Mini-chebureki with potatoes and cheese
4 servings
45 minutes
Mini chebureks with potatoes and cheese are an original and hearty dish inspired by traditional Caucasian chebureks. The tender crispy dough with a delicious golden crust perfectly complements the filling of mashed potatoes, aromatic fried onions, and soft Gouda cheese. This version of chebureks makes a great snack or a full treat on the family table. It pairs perfectly with the classic Georgian sauce Satsabeli, adding spicy and tangy notes to the dish. These mini chebureks are a harmony of flavors and textures that will surprise with their simplicity and richness. They are perfect for a cozy dinner or a festive feast. Their small size makes them convenient for serving as finger food, allowing you to enjoy the taste without extra hassle.

1
Prepare the dough: sift the flour into a deep bowl, add salt, vegetable oil, and hot water. Mix all ingredients well until a dough forms.
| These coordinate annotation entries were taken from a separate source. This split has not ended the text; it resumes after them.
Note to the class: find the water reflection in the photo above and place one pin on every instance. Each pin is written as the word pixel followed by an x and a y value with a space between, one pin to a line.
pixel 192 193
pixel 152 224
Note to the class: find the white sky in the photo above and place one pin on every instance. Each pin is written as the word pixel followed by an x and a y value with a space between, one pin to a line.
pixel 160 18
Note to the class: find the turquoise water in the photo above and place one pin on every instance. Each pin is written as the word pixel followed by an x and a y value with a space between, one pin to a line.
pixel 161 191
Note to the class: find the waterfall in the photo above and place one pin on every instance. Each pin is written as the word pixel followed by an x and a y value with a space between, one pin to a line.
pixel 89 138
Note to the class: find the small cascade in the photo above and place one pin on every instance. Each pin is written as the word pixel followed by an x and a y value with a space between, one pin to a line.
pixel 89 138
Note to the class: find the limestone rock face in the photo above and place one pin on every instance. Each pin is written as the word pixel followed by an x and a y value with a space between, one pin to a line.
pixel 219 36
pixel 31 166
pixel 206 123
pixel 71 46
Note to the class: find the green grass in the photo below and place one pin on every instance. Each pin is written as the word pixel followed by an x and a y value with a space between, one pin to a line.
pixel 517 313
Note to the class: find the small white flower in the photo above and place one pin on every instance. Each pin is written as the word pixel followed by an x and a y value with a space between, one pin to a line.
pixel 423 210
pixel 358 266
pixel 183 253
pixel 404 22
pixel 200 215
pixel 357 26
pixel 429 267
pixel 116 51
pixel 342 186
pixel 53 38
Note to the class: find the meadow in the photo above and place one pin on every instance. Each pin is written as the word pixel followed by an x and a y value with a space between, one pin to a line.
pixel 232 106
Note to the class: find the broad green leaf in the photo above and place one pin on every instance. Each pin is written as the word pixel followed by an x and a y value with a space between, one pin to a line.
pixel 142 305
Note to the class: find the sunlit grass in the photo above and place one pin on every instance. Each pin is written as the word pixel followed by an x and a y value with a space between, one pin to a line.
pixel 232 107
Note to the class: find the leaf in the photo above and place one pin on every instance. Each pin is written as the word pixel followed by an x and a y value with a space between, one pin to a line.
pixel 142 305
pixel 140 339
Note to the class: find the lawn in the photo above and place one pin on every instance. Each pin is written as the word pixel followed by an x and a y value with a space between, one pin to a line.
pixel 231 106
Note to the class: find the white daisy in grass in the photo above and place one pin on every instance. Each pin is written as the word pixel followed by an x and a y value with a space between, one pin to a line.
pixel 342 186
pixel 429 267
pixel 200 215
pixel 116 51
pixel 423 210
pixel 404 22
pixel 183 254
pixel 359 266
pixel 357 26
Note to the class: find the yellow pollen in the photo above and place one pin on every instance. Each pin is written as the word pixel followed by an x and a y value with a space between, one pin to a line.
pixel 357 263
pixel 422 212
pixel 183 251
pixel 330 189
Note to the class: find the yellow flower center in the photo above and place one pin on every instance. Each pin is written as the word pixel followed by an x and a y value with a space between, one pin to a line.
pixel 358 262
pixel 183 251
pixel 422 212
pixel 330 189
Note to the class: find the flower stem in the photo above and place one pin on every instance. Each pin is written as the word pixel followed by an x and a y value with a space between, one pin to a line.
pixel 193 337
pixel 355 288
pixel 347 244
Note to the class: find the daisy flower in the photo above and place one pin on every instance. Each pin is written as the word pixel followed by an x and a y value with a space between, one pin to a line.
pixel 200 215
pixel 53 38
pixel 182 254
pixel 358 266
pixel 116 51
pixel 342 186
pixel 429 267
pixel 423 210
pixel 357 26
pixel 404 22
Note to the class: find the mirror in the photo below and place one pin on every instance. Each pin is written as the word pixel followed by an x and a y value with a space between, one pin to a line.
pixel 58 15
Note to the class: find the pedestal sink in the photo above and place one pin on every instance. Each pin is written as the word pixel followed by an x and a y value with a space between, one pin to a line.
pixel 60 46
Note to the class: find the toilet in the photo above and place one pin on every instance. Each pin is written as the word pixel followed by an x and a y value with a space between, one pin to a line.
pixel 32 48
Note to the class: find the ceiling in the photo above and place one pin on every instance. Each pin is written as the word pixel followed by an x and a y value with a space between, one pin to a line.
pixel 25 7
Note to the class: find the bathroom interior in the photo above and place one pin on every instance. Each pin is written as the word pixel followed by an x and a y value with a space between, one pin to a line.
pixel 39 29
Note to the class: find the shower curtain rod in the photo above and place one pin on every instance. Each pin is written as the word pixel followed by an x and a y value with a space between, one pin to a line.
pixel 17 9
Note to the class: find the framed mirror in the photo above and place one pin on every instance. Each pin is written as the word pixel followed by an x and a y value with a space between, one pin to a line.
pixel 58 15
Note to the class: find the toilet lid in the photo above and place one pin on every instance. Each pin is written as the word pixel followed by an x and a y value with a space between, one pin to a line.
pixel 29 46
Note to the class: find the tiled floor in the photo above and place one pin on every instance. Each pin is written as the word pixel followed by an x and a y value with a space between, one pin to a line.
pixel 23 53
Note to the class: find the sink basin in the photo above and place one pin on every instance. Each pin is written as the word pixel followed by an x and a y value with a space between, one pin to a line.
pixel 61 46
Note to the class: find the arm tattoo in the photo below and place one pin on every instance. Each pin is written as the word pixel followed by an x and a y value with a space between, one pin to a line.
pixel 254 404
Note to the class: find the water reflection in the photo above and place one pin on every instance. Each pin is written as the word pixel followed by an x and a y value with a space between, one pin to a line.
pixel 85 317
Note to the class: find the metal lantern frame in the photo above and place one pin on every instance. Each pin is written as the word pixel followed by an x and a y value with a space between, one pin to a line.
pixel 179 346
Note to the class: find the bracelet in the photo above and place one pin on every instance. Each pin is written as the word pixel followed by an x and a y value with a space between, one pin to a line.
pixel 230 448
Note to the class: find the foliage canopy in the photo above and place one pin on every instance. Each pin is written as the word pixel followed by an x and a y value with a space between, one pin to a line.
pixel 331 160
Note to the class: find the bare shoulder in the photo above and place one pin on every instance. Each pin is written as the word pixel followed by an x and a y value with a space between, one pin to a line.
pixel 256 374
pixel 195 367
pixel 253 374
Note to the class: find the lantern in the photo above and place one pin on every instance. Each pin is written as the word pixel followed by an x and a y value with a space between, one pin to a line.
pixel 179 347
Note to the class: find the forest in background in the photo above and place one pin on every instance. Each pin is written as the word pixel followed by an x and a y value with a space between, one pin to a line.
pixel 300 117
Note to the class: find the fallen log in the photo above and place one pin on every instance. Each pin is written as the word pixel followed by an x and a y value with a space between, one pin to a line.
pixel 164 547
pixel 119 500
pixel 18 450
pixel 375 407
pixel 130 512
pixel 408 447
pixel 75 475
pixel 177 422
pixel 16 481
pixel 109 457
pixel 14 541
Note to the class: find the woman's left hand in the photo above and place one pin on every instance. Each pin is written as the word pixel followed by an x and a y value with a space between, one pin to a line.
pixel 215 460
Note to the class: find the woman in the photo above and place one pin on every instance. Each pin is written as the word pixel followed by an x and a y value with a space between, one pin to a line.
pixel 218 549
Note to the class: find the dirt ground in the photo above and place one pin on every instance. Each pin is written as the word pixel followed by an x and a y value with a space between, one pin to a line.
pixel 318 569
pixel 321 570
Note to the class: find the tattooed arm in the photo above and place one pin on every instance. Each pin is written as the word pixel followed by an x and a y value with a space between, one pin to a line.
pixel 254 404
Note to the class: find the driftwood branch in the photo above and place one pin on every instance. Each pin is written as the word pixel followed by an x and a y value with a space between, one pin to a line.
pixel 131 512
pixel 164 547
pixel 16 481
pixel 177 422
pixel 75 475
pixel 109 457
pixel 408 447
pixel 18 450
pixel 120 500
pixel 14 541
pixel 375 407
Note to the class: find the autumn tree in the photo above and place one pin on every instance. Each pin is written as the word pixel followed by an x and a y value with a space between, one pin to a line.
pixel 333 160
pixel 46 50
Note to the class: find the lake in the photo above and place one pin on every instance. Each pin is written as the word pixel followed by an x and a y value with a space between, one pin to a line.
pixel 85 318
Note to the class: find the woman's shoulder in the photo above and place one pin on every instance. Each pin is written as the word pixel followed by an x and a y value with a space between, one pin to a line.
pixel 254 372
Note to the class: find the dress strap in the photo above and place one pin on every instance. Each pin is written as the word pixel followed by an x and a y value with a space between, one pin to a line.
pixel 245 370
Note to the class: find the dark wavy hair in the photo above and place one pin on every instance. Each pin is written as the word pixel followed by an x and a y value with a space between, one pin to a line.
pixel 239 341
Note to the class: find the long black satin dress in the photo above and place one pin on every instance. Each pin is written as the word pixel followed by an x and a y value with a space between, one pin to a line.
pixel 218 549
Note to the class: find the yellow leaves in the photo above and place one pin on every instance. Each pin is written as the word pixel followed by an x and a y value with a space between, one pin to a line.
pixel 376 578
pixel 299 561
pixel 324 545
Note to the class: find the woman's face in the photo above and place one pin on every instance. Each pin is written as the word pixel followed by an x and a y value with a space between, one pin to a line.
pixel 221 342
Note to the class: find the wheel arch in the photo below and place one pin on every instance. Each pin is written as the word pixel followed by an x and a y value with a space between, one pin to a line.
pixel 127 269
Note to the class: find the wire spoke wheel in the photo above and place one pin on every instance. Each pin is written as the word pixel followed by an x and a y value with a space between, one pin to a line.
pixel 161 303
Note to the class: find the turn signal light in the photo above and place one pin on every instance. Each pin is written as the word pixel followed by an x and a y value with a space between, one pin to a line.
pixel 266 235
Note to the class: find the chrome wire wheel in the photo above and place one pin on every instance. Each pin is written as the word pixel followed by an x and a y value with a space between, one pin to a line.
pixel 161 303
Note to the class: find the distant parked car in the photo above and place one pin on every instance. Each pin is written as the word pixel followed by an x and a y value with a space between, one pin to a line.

Let the dough rest.
- Wheat flour: 500 g
- Salt: to taste
- Vegetable oil: 30 ml
- Water: 600 ml
2
Prepare the filling: place the ready puree, fried onions, and finely grated Gouda cheese in a bowl and mix until smooth.
- Mashed potatoes: 200 g
- Fried onions: 60 g
- Gouda cheese: 40 g
3
Roll out the dough for each cheburek into a circle with a diameter of 18 cm, placing the filling of potatoes and cheese on half of the dough.
- Wheat flour: 500 g
- Mashed potatoes: 200 g
- Gouda cheese: 40 g
4
Close the cheburek with the second half of the dough, sealing the edges with a decorative wavy knife or fork, shaping it into a crescent.
5
Fry the chebureks in a deep fryer or in a pan with hot oil until golden brown. Serve mini-chebureks with Satsabeli sauce.